After a decade building ML infrastructure at Meta , I co-founded Fireworks AI. We now serve 13 trillion tokens daily for thousands of companies like Cursor, Perplexity, Vercel, Uber, and Notion, helping them customize open models for production. Across all these customers, one pattern has become clear: the teams that can build rigorous evaluations are the only ones shipping successful AI systems. Everyone else is just throwing spaghetti at the wall.
Too many teams are shipping AI products entirely based on intuition: manually testing a few examples and hoping for the best. This works early on, but when you venture into specialized domains like contract analysis or insurance formulary navigation, untested edge cases can make applications completely unusable. Models might hallucinate their way to the right answer half the time, but in scrutinized industries, that batting average can end careers.
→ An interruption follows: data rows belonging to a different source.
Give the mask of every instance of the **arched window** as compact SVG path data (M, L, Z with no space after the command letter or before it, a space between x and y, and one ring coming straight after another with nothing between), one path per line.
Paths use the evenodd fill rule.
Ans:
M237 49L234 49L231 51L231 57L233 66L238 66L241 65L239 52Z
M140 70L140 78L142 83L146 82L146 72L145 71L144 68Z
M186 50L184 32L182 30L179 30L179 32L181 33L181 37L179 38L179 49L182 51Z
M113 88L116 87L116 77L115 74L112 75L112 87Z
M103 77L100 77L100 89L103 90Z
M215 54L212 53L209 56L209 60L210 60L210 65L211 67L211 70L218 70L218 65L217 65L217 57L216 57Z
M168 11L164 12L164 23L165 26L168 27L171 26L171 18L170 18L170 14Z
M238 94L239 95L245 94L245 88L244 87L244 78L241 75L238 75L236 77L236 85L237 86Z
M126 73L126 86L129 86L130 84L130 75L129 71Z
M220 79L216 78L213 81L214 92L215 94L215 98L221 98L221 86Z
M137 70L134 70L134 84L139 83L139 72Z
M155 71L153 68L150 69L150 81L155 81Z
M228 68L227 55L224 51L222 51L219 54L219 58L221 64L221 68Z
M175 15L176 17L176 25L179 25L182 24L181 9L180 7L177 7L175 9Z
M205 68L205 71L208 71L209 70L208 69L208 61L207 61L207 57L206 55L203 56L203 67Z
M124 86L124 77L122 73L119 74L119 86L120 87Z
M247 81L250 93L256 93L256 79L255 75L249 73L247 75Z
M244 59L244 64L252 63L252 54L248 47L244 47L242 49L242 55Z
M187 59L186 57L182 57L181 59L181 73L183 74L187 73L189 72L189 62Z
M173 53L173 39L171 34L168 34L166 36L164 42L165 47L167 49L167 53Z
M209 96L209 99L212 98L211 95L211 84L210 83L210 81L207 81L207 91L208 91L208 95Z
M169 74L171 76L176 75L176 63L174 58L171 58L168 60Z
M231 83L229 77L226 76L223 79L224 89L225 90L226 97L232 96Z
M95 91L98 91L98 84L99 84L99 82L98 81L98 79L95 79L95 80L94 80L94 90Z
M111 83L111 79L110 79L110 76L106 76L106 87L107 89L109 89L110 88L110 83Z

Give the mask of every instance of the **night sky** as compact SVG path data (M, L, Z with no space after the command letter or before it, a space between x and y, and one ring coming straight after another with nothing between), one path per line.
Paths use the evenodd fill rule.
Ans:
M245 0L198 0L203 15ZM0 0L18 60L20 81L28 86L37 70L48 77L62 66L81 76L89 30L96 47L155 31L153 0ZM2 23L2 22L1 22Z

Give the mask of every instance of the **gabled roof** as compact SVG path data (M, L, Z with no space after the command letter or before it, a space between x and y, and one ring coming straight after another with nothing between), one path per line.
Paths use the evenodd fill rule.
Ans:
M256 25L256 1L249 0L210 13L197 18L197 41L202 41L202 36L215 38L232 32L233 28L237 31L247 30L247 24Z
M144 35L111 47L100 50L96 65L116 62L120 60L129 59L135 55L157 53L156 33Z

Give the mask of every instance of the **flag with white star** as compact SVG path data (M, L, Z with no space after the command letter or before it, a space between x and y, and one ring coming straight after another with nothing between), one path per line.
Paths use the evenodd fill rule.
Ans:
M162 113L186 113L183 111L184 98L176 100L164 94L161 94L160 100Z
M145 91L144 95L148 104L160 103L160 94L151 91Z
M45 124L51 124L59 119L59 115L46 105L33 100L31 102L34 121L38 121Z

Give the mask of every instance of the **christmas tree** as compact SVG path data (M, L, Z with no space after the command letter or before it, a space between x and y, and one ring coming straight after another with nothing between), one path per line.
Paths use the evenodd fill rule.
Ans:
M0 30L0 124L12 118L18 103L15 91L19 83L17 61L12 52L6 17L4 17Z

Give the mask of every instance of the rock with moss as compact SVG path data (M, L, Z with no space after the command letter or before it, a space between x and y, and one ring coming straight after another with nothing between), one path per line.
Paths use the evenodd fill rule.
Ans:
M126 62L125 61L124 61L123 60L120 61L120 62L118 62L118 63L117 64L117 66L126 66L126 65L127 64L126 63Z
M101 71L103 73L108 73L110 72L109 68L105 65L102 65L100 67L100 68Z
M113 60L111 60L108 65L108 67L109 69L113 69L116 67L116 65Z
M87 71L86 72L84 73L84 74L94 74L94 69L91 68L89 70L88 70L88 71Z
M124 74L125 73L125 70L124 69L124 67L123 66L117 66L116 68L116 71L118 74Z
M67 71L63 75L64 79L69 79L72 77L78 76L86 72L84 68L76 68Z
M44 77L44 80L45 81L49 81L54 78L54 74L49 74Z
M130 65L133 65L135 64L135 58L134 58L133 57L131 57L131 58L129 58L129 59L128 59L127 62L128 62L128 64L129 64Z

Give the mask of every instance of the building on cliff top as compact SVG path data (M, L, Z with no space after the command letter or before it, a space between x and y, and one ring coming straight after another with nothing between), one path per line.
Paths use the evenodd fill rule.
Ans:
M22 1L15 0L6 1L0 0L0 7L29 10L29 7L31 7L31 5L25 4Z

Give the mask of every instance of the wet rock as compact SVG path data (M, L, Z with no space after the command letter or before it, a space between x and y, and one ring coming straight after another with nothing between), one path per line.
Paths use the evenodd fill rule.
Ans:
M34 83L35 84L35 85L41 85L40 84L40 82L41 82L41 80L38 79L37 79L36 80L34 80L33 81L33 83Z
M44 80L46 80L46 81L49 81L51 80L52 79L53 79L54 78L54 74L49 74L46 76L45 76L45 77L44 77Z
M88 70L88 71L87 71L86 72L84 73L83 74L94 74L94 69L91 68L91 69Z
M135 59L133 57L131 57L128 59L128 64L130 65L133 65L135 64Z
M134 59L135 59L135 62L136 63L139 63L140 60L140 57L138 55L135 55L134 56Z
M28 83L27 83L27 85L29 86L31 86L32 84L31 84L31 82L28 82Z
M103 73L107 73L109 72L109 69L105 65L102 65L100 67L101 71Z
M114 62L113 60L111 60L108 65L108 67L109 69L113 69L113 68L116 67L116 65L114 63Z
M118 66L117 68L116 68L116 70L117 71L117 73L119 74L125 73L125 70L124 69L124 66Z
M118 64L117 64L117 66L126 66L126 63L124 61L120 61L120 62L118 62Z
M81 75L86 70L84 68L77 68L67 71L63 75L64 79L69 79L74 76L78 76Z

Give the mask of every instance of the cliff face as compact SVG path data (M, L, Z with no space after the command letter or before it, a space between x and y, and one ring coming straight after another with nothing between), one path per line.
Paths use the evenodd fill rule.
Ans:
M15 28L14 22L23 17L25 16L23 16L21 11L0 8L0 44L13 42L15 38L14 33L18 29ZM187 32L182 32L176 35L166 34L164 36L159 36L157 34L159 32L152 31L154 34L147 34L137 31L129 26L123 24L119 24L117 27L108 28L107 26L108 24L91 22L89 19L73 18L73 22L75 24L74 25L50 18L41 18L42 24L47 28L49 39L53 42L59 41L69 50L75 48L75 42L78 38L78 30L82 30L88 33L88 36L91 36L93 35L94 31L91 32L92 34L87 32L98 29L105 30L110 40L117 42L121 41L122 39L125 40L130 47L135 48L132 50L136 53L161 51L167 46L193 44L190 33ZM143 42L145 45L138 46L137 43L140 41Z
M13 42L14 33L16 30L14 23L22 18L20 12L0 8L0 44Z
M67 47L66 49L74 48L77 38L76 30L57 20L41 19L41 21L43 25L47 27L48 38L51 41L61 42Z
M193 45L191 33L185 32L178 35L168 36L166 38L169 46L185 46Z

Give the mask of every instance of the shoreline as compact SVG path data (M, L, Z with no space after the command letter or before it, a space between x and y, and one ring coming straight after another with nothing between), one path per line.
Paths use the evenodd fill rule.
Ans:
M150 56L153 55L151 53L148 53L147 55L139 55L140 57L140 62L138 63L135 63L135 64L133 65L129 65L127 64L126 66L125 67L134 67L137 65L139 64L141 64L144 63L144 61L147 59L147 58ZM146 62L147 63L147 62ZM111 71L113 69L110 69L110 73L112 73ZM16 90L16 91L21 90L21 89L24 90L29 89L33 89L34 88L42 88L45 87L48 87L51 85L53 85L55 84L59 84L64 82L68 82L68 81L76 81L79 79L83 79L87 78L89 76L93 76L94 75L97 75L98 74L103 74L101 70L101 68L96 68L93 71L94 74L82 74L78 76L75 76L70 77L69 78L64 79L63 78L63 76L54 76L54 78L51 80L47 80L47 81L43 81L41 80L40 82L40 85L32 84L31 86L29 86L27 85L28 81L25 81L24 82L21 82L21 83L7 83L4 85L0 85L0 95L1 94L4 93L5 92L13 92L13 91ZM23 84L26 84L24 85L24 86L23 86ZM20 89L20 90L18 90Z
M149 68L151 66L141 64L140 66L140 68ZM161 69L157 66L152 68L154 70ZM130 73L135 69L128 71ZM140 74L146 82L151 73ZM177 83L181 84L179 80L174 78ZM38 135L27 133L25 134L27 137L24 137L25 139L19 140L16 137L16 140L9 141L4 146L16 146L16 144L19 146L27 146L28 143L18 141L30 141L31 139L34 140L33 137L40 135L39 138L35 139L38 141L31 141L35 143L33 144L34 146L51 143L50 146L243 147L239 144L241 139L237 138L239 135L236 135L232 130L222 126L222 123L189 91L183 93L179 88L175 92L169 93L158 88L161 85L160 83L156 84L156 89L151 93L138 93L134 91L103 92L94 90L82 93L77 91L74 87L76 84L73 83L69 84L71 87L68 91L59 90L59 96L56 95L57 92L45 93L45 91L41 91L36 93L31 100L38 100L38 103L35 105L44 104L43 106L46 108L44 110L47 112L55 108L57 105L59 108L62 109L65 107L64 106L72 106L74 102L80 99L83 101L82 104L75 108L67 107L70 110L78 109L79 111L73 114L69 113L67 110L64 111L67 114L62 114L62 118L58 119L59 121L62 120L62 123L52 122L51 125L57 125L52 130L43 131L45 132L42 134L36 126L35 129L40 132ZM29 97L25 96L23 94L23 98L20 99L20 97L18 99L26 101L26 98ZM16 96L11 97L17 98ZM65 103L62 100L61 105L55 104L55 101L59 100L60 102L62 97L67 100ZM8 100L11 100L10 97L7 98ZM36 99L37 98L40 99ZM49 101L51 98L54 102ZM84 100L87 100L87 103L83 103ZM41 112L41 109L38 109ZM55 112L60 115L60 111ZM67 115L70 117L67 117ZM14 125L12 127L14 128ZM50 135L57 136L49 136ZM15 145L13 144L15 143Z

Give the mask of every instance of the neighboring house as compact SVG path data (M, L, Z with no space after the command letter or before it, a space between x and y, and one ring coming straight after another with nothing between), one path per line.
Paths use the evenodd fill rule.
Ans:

What separates good evals from bad: I’ll walk through anti-patterns we see repeatedly, like evals that are too easy or that test capabilities instead of requirements. I’ll also cover how to build safety tests that automatically fail when an agent leaks system prompts or attempts destructive queries, alongside functional tests that validate outputs against your requirements..
The Evaluation-Driven Development (EDD) to building AI systems: Code is deterministic, but AI is probabilistic. My EDD approach adapts test-driven development's red-green-refactor cycle for probabilistic systems. I’ll break down how this approach works: developers write a failing evaluation first, make the minimal change to pass it, and refactor while maintaining coverage.
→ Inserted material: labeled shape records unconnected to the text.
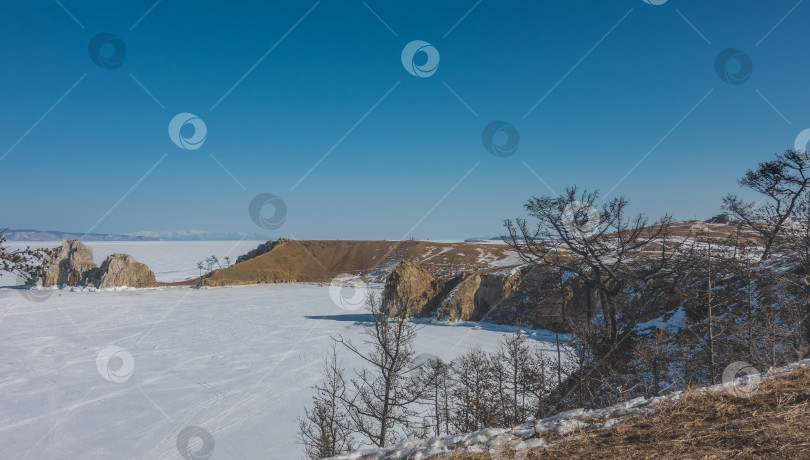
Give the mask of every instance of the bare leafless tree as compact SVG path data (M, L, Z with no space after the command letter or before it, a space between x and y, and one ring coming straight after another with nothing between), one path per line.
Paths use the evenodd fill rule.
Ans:
M619 340L620 294L631 283L642 292L671 257L671 219L650 223L643 214L629 217L624 197L601 206L598 198L598 191L580 193L576 187L566 188L562 196L532 197L525 208L536 222L507 219L509 236L504 240L524 261L575 275L597 294L602 335L612 349Z
M408 375L414 367L417 326L406 314L398 314L402 305L389 303L383 312L380 301L370 294L368 306L372 322L363 332L364 346L338 339L365 366L350 380L351 395L344 402L355 430L375 446L385 447L408 429L417 415L413 403L424 391Z

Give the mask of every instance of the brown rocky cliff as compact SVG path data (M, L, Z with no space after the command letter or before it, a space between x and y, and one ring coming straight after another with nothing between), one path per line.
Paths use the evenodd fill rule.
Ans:
M86 274L97 268L93 262L93 250L79 240L62 240L62 246L45 256L39 272L34 277L37 286L84 286Z
M101 263L97 273L98 276L93 280L93 284L98 288L152 287L157 284L152 270L128 254L108 256Z
M554 273L544 267L467 272L435 279L418 265L403 262L386 281L383 305L399 302L408 307L409 316L564 330L563 305L576 321L585 315L589 297L591 305L596 305L595 295L578 279L569 279L560 288Z

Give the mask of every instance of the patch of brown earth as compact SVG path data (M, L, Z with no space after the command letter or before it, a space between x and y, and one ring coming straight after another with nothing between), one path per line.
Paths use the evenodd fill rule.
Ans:
M401 262L417 263L433 277L510 262L503 244L434 243L430 241L279 240L268 252L205 277L208 286L258 283L328 283L344 273L384 280ZM196 284L199 279L182 283Z

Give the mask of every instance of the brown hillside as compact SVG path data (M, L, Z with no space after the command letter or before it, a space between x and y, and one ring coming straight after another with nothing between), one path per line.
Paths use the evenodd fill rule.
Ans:
M204 283L326 283L343 273L382 280L402 261L418 263L436 277L518 263L510 248L502 244L282 240L266 254L214 271Z

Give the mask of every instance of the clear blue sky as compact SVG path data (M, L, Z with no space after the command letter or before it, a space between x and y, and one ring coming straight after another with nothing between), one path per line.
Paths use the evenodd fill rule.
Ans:
M613 194L706 218L810 128L810 3L476 1L0 1L1 224L253 232L272 193L288 214L268 237L497 234L551 193L527 165L607 192L656 145ZM89 56L102 32L118 68ZM430 77L402 65L413 40L439 52ZM753 62L742 85L715 71L726 48ZM197 150L169 137L183 112L207 126ZM514 155L482 145L494 120Z

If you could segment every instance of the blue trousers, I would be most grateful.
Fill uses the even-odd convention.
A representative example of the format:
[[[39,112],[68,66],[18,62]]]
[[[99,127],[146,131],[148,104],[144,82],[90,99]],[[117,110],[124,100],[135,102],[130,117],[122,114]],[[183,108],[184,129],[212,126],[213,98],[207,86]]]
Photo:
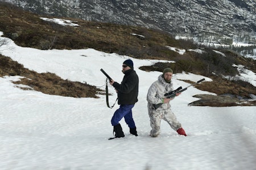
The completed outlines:
[[[115,110],[111,119],[112,126],[115,126],[119,124],[119,121],[124,117],[125,121],[130,128],[135,128],[134,121],[133,118],[133,112],[131,109],[134,106],[134,104],[120,105],[120,107]]]

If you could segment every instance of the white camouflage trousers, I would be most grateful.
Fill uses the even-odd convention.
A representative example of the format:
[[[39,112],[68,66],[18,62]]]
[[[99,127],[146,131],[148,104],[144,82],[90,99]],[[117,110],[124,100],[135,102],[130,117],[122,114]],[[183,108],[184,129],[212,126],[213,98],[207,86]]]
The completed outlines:
[[[160,134],[161,120],[167,121],[171,128],[176,131],[181,128],[181,125],[177,120],[175,115],[171,109],[156,110],[153,108],[148,108],[148,115],[150,118],[150,136],[156,137]]]

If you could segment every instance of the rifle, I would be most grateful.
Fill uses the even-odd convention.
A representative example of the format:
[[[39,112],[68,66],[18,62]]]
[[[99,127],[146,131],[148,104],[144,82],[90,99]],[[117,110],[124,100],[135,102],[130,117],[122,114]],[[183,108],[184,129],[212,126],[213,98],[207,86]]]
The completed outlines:
[[[201,79],[199,81],[197,81],[197,82],[193,83],[192,84],[191,84],[190,86],[187,87],[185,88],[182,88],[181,87],[180,87],[174,91],[172,91],[170,92],[165,94],[164,96],[166,96],[167,99],[174,98],[176,96],[176,94],[181,93],[181,92],[184,91],[185,90],[186,90],[187,89],[188,89],[188,88],[190,86],[192,86],[195,85],[196,84],[198,84],[199,83],[201,83],[201,82],[203,82],[205,80],[205,79],[204,78],[203,79]],[[155,109],[156,110],[162,104],[163,104],[163,103],[159,103],[159,104],[154,104],[154,107],[155,108]]]
[[[108,87],[108,79],[109,79],[109,81],[111,81],[111,80],[112,79],[110,78],[110,76],[109,76],[109,75],[108,74],[106,74],[106,72],[105,72],[104,70],[103,70],[102,69],[101,69],[101,71],[107,77],[107,79],[106,79],[106,105],[107,105],[108,107],[110,108],[110,109],[112,109],[115,105],[115,103],[117,103],[117,99],[118,99],[117,98],[117,99],[115,100],[115,103],[114,103],[113,106],[112,106],[112,107],[109,106],[109,88]]]
[[[103,74],[105,74],[105,75],[106,75],[106,76],[109,79],[109,80],[110,81],[111,81],[111,80],[112,80],[112,79],[109,76],[109,75],[108,74],[106,74],[106,72],[105,72],[104,70],[103,70],[102,69],[101,69],[101,72],[102,72]]]

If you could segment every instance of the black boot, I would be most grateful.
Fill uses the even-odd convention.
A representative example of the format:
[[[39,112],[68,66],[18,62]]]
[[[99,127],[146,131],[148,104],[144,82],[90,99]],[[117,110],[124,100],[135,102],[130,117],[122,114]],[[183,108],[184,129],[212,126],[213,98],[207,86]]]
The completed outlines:
[[[136,137],[138,136],[137,131],[136,130],[136,127],[134,128],[130,128],[130,133]]]
[[[123,129],[122,129],[122,126],[121,126],[120,124],[114,126],[113,132],[115,133],[115,138],[123,138],[125,137],[125,134],[123,132]]]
How to translate vague business requirements into measurable assertions: We’ll walk through how to use Eval Protocol, an open-source testing framework that makes AI evaluations work like unit tests, integrating with pytest and CI/CD pipelines. I’ll share examples of how to handle scoring probabilistic outputs, and the tradeoffs between single-turn and multi-turn agent evaluations.
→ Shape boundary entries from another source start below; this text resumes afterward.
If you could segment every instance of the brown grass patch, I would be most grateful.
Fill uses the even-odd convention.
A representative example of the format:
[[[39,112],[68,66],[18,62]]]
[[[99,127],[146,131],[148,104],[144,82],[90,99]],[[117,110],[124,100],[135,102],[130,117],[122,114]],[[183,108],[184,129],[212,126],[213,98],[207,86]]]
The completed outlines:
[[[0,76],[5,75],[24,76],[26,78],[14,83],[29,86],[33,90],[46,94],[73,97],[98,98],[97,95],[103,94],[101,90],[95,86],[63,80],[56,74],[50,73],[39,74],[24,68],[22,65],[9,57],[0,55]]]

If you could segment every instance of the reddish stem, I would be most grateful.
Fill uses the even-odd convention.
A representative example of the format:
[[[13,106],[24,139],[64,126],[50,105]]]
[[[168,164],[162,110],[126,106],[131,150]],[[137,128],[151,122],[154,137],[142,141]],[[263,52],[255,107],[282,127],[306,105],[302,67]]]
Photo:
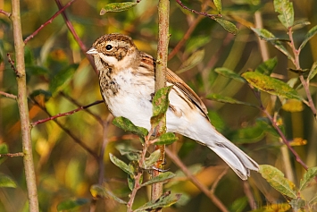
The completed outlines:
[[[3,13],[4,15],[6,15],[8,18],[11,17],[11,13],[4,11],[4,10],[1,10],[1,9],[0,9],[0,13]]]
[[[15,100],[17,99],[17,96],[13,95],[13,94],[5,93],[5,92],[1,91],[1,90],[0,90],[0,95],[3,95],[4,97],[6,97],[6,98],[13,98]]]
[[[0,157],[23,157],[23,156],[24,156],[23,152],[0,154]]]
[[[29,40],[33,38],[38,33],[46,26],[47,26],[49,23],[53,21],[60,13],[62,13],[67,7],[69,7],[74,1],[76,0],[71,0],[69,3],[67,3],[63,8],[61,8],[58,12],[56,12],[49,20],[47,20],[46,22],[43,23],[37,30],[35,30],[31,35],[28,36],[24,39],[24,44],[27,44]]]
[[[100,103],[103,103],[104,100],[98,100],[98,101],[96,101],[94,103],[91,103],[89,105],[87,105],[87,106],[79,106],[79,108],[75,109],[75,110],[71,110],[71,111],[69,111],[69,112],[66,112],[66,113],[63,113],[63,114],[55,114],[54,116],[51,116],[51,117],[48,117],[48,118],[46,118],[46,119],[42,119],[42,120],[38,120],[37,122],[33,122],[31,123],[32,126],[36,126],[39,123],[46,123],[46,122],[48,122],[48,121],[51,121],[51,120],[54,120],[55,118],[59,118],[59,117],[63,117],[63,116],[66,116],[66,115],[69,115],[69,114],[75,114],[76,112],[79,112],[80,110],[84,110],[86,108],[88,108],[89,106],[95,106],[95,105],[98,105]]]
The audience will leave with a practical framework for building evaluation infrastructure that catches problems before they ship and the discipline to never change an AI system without a failing evaluation that demands it.
Co-founder
Benny Chen
Fireworks AI
Benny Chen is a co-founder of global AI inference cloud and infrastructure platform Fireworks AI, which enables teams like Cursor, Uber, Doordash and Shopify to build, tune, and scale highly-optimized generative AI applications. Prior to founding Fireworks, Benny spent a decade building ML infrastructure at Meta.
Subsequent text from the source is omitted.